History
       
Phoenix's distinguished record of innovation and industry firsts
1851 Phoenix is founded by a group of prominent Hartford, Conn., business, religious and civic leaders as the American Temperance Life Insurance Company, a company that insures only those who abstain from alcohol.
1860 Home Life Insurance Company is formed in Brooklyn, N.Y. It is the first life insurer authorized by the newly founded New York Insurance Department to do business in the state.
1861 American Temperance Life Insurance Company changes its name to Phoenix Mutual Life Insurance Company and welcomes non-teetotalers.
1865 Phoenix insures President Abraham Lincoln.
1871 After the devastating Chicago fire, Phoenix contributes $5,000 to a fund for survivors. This is its first recorded major act of corporate giving.
    1874 Inflation is rampant and more than 100 life insurance companies close their doors, but Phoenix and Home Life hold fast. When Home Life becomes a target for an unwanted takeover, its Board of Directors takes a creative approach to persuade stockholders not to sell: It pays them their interest in gold.
1901 Phoenix publishes The Field, believed to be the first agent newsletter and one of America's first employee communications efforts.
1906 Phoenix introduces "A Prospectus and Ten Lessons Upon Life Insurance," which is the first agent training course used by a life insurance company.
1912 Phoenix becomes the first life insurer to use direct mail advertising to obtain sales leads.
1923 Phoenix creates the first advertisement to promote the value of life insurance.
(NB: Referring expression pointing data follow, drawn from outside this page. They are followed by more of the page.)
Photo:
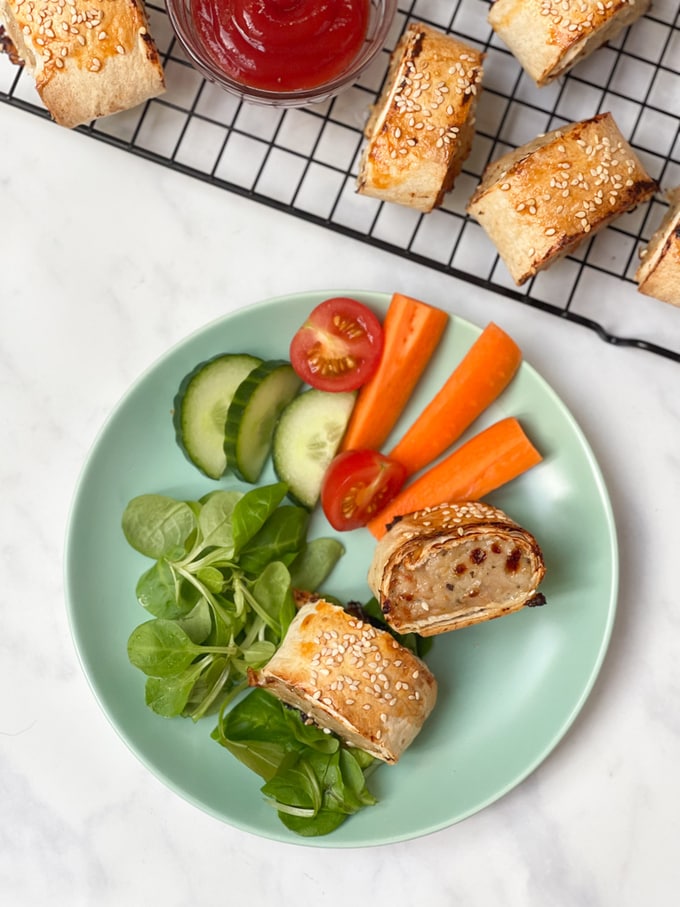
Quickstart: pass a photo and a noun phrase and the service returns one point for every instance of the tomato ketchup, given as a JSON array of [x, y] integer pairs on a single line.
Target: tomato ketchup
[[282, 45]]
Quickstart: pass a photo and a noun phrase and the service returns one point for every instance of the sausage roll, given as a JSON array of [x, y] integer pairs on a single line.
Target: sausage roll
[[548, 37], [659, 272], [542, 200], [420, 130], [88, 59], [454, 565], [352, 678]]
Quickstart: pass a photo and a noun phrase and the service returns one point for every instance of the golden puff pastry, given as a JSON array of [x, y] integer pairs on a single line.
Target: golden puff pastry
[[352, 678], [421, 129], [549, 37], [542, 200], [455, 565], [89, 59], [659, 272]]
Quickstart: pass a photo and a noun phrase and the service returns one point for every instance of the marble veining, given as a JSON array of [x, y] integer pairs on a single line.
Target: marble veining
[[107, 262]]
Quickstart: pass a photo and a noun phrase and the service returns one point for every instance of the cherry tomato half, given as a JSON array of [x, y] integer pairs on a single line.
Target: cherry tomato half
[[358, 484], [339, 346]]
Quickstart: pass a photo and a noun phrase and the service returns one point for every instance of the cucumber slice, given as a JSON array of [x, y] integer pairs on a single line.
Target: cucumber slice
[[253, 414], [307, 438], [203, 406]]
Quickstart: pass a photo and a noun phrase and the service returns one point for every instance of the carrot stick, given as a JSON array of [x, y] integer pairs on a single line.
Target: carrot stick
[[481, 376], [412, 331], [488, 460]]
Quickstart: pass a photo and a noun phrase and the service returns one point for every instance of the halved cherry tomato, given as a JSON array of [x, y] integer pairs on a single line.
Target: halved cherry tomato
[[339, 346], [357, 485]]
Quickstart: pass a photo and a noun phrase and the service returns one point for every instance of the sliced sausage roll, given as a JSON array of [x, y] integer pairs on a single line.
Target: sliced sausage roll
[[421, 129], [659, 271], [454, 565], [544, 199], [352, 678], [548, 37]]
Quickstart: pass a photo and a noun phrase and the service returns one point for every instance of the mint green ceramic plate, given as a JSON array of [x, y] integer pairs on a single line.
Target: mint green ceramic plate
[[509, 690]]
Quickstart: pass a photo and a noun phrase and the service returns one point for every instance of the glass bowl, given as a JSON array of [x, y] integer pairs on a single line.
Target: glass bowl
[[381, 15]]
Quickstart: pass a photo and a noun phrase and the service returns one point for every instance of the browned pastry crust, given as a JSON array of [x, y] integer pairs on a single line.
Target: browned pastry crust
[[549, 37], [421, 129], [542, 200], [352, 678], [89, 59], [454, 565], [659, 272]]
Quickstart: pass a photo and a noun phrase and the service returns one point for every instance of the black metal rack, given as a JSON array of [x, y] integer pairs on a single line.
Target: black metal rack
[[304, 161]]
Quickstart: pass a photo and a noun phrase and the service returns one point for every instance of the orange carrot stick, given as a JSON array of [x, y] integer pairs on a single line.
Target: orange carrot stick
[[481, 376], [488, 460], [412, 331]]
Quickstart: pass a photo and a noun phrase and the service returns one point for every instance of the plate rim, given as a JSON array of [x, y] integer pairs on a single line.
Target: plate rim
[[381, 298]]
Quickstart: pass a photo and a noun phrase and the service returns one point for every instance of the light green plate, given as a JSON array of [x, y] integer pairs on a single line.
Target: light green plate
[[508, 690]]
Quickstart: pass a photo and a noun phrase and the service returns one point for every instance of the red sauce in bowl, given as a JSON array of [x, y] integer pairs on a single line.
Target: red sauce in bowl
[[282, 45]]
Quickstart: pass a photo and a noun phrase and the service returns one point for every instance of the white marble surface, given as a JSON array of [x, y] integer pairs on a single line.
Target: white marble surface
[[107, 260]]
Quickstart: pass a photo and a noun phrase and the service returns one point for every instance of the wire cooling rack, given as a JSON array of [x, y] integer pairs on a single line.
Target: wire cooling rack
[[305, 161]]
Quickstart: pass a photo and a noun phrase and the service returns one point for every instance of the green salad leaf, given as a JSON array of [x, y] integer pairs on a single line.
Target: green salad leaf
[[312, 779], [220, 592]]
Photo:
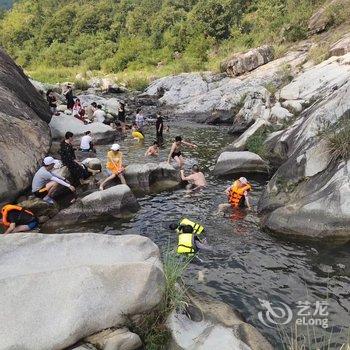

It runs in Literary Digest. Three years later, Phoenix runs ads for its retirement income plan in national magazines, stating, “You don't have to be rich to retire at 55 on $200 a month.”
    1933 Home Life introduces “Planned Estates,” a marketing program that emphasizes “problems to solve, not prospects to sell.” Decades ahead of its time, it turns agents into financial advisors. Home Life's business grows 60 percent from 1933 to 1939.
    1955 Recognizing that women generally live longer than men, Phoenix is the first company to offer reduced life insurance premium rates for women.
    1957 Pioneering a new concept in the insurance industry, Phoenix begins selling group life and health insurance plans by allowing small businesses to band together by industry to offer employees benefits usually available only through larger corporations.
1963 Phoenix moves into new corporate headquarters - the world's first two-sided office building -- in Hartford, Conn.

1967 Phoenix is the first to offer discounted premiums on all policies to nonsmokers.
    1982 Survivorship or “second-to-die” policies are introduced, paying a benefit upon the death of the surviving policyholder, which becomes a premier product.
    1992 Phoenix and Home Life merge. The new company is called Phoenix Home Life Mutual Insurance Company.
2001 Phoenix converts from a mutual to a stock company. The new public company is called The Phoenix Companies, Inc., trading under the symbol PNX.
2005 Phoenix's Hartford headquarters, the two-sided “boat building,” is listed on the National Register of Historic Places. The company makes another major contribution to the Hartford skyline, donating a 2.2-acre site for the home of the new Connecticut Science Center.
    2009 Phoenix forms a distribution company, Saybrus Partners, Inc., to provide dedicated life insurance consultation services to partner companies and support for Phoenix's product line within its own distribution channels.
    2013 Phoenix renovates the plaza around its Hartford headquarters, replacing brick pavers with environmentally friendly planted areas, and becomes the first private property piece of the city's iQuilt Plan to be completed.